First built in 1975, the A-10 Thunderbolt II – better known as the “Warthog” — is known as the infantryman’s favorite Air Force aircraft because of its ability to fly low and slow over a battlefield providing close air support.
The Air Force flies 189 A-10s in the active duty, 108 in the Air National Guard, and another 48 in Reserves. Air Force leaders plan to phase out the A-10 and allow the F-35 Lightning II to take its mission sets once it enters the Air Force fleet in numbers.
But the F-35 program has experienced problems and Panetta announced in his budget “preview” that the Pentagon would delay it once again.
But, I thought the F-35s were supposed to make up for the F-22s we didn’t build? What am I missing here?
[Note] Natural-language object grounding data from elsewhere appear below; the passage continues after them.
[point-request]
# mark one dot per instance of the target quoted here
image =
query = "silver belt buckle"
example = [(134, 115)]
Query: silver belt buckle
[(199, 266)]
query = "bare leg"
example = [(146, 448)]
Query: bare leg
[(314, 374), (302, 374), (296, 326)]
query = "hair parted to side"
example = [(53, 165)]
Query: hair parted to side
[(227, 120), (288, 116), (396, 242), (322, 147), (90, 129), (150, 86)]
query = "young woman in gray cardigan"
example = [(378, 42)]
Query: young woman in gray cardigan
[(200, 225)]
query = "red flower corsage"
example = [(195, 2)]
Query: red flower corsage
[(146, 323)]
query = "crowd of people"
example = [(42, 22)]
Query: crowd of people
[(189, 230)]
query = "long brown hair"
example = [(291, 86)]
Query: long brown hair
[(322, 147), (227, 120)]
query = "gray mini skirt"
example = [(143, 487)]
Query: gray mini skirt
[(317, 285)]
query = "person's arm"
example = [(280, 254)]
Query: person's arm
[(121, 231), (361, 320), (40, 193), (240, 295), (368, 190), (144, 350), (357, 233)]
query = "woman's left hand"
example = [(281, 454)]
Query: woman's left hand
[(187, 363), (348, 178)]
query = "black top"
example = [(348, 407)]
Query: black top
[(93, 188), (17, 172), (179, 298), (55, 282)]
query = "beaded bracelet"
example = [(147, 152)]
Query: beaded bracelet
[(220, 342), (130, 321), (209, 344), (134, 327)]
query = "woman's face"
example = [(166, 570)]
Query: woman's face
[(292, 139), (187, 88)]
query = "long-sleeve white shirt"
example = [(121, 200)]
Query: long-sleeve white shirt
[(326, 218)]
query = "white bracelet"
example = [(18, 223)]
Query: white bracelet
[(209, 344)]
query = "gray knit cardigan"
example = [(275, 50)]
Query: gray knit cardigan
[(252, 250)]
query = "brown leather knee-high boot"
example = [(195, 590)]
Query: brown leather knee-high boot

Looking back a tad:
Weekly Standard Blog
A Good Day for the ChiComs
Posted by Michael Goldfarb
on July 21, 2009 01:35 PM
There will soon be a crisis of American airpower: old F-15 and F-16s, aging F-18s and not enough of them to fill carrier decks, too few F-22s (that you’re going to be very reluctant to use) and late arriving (and limited) F-35s (and what’s the likelihood that F-35 goes forward according to plan?), plus a dinky and old bomber fleet. I haven’t worked out the numbers, but if you look forward 7-10 years, the picture has got to be very ugly. [emphasis added]
But then again, since there are going to be no tankers, it doesn’t matter that there are no fighters.
Also, the Air Force’s Minuteman III ICBM force has been
taken off line re-targeted:
April 7, 2010
Obama strategy frustrates nuke foes
Bill Gertz and Eli Lake
The Obama administration’s nuclear strategy review made public on Tuesday keeps in place all strategic weapons needed to fight a nuclear war and presents only minor policy changes, a move that upset arms-control advocates who had sought major cuts in U.S. forces.
The report of the yearlong Nuclear Posture Review changes how nuclear arms will be used against non-nuclear weapons states. Nuclear-missile forces will remain on alert to be fired within minutes to counter a nuclear strike, but the intercontinental ballistic missile warheads now are targeted on open oceans — not Russian or Chinese cities — in case of an accidental launch, senior administration officials said in releasing the report. [emphasis added]
“This review describes how the United States will reduce the role and numbers of nuclear weapons with a long-term goal of a nuclear-free world,” Defense Secretary Robert M. Gates said at the Pentagon, echoing President Obama’s pledge last year.
The missiles may as well have been taken off-line since re-targeting the fleet takes about an hour. Essentially, this gives the Russians/Chinese a first strike option against our land-based missile force. Not to worry, though, since they’re our friends. Right?
I can’t help but wonder what Greenpeace thinks of Obama’s “Nuke the Whales” ICBM targeting plan.
Keep in mind that Robert Gates, a Bush II appointee, was Defense Secretary until July 1st of last year. Panetta is just continuing with the Gates USAF downsizing project which is really the brainchild of the Bush clan. But that’s a story for another time.
Just how many ways are there of spelling S*U*R*R*E*N*D*E*R?